A system in its dotage

Wolf engages in some ideological soul-searching in The Crisis of Democratic Capitalism. He actually begins the book by returning to Francis Fukuyama’s ‘end of history’ – the idea that the collapse of the Soviet Union in 1991 confirmed liberal democracy as the end point of human ideological evolution. Wolf is not the first capitalist ideologue to return to this. Stephen D King, HSBC’s senior economics advisor, for example, even referred to “the return of history” in the title of his 2017 book covering much the same ground as Democratic Capitalism (see Capitalism’s Grave New World, by Hannah Sell, in Socialism Today No.211, September 2017).

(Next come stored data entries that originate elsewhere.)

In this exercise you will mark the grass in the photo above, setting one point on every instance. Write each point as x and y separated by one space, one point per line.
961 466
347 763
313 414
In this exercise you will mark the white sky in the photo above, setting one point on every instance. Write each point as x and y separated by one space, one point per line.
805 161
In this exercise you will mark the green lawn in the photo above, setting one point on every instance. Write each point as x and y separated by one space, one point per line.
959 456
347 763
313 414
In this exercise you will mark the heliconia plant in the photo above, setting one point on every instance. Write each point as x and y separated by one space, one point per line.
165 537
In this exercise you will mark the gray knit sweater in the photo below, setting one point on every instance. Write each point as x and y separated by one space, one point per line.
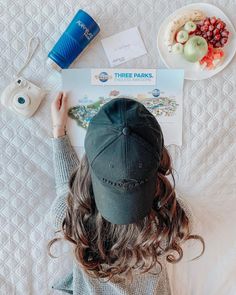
78 282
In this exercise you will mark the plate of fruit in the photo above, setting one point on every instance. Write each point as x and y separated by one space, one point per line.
199 38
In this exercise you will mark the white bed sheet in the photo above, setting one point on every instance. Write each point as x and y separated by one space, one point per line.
205 164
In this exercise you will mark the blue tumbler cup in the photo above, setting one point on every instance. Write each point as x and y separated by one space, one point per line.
73 41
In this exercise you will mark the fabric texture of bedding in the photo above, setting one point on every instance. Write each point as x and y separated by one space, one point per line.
205 164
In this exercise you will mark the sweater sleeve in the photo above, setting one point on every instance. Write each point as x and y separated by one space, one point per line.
65 161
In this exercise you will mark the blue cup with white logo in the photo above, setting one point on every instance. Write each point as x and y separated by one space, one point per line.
80 32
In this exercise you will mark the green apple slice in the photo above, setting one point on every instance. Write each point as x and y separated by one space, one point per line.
190 26
182 36
178 48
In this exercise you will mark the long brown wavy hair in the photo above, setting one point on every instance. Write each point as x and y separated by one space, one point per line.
106 250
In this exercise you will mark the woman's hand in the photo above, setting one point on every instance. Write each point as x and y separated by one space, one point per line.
59 114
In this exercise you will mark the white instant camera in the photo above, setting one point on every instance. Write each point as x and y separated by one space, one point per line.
22 97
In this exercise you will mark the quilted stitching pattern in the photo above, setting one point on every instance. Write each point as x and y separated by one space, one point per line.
205 163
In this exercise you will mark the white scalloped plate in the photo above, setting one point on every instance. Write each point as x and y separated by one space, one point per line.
193 70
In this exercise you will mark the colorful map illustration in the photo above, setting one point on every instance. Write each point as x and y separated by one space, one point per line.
83 112
160 91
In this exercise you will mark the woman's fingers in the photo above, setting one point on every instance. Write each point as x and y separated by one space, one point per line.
56 103
64 101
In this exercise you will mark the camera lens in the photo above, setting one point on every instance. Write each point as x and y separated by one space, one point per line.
21 100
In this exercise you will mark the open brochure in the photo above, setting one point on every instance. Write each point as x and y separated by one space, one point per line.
161 91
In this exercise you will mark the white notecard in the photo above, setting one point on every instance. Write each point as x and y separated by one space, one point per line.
124 46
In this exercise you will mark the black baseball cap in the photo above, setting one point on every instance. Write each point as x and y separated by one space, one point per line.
124 145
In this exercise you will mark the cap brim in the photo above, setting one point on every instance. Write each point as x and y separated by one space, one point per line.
124 207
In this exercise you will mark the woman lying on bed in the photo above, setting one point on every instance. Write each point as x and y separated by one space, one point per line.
117 206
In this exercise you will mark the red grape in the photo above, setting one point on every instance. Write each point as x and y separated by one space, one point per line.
224 41
213 20
209 33
213 30
211 27
217 37
216 31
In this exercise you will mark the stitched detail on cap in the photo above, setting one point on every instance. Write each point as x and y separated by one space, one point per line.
125 183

That they return to Fukuyama after nearly thirty-five years confirms what an ideological anchor ‘the end of history’ formed for the capitalist classes. It was a source of self-belief and confidence that allowed an exploiting minority to project the idea that it ruled in the best interests of humanity. Events have smashed that. So why do they keep returning to it? It is because they have nothing new to replace it with. That is why The Crisis of Democratic Capitalism falls so flat. There is no material basis for confidence amongst the capitalist class today. Wolf is like an ageing cynic who revisits the haunts of his youth in a doomed effort to recapture the optimism of earlier times.

It will be no surprise that in re-tracing Fukuyama’s intellectual steps in Democratic Capitalism Wolf arrives at the same ideologically pre-destined conclusion – ‘democratic capitalism’ is still the best possible economic and political system. But in place of Fukuyama’s triumphalism, Wolf is pragmatic, even apologetic, paraphrasing arch-imperialist Winston Churchill to say, “just as market capitalism is the least bad economic system, so is liberal democracy the least bad political system”.

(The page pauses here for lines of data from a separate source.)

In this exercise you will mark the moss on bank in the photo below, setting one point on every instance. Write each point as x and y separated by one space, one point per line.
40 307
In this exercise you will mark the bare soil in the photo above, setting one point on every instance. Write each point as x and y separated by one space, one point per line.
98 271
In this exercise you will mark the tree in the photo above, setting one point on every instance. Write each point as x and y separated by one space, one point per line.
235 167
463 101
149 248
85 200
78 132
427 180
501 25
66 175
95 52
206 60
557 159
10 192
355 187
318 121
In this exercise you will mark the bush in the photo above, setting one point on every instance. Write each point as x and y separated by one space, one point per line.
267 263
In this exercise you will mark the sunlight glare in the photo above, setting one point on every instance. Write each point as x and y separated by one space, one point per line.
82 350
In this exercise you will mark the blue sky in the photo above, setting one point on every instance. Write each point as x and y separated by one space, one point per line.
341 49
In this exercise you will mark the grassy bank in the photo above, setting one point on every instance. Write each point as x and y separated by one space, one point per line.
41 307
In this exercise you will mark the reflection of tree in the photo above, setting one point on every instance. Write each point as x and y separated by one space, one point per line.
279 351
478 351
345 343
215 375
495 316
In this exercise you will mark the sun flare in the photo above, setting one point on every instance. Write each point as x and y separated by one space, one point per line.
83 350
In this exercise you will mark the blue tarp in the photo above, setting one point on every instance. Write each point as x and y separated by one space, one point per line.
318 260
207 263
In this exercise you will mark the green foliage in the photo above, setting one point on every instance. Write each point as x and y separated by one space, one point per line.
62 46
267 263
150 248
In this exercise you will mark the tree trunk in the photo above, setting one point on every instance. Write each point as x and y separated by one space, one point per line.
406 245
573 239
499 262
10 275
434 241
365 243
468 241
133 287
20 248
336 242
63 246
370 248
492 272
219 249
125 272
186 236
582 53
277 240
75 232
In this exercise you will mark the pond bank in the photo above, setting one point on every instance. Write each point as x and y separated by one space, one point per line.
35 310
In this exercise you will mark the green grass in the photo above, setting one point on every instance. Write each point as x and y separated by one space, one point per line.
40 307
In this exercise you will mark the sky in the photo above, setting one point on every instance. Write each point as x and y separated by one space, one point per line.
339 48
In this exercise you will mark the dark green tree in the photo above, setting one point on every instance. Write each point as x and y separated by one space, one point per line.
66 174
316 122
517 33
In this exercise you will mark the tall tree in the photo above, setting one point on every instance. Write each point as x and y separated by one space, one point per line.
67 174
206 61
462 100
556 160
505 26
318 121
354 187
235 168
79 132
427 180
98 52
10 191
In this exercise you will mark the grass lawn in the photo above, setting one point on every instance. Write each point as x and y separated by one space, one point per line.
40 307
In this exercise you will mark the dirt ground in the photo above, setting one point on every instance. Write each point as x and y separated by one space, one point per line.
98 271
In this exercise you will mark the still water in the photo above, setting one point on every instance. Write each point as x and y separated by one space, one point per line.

The Crisis of Democratic Capitalism is ultimately a failure on its own terms. Wolf is trapped by the contradictions of capitalism and has shown no way to overcome them. He does not provide the answers, nor the reassurance to the ruling classes that he set out to. Wolf’s book serves rather as a measure of their disorientation in this era of capitalist crisis and a warning of how they can be prepared to curtail democratic rights, and more, to preserve their rule. It is the social weight of the working class that is the decisive obstacle to the rolling-back of previous democratic gains and the decisive social force capable of arresting right-wing populism’s growth. To fully harness this requires organisation however, adding further urgency to the struggle to build new working class parties that fight for socialism and genuine democratic control of society.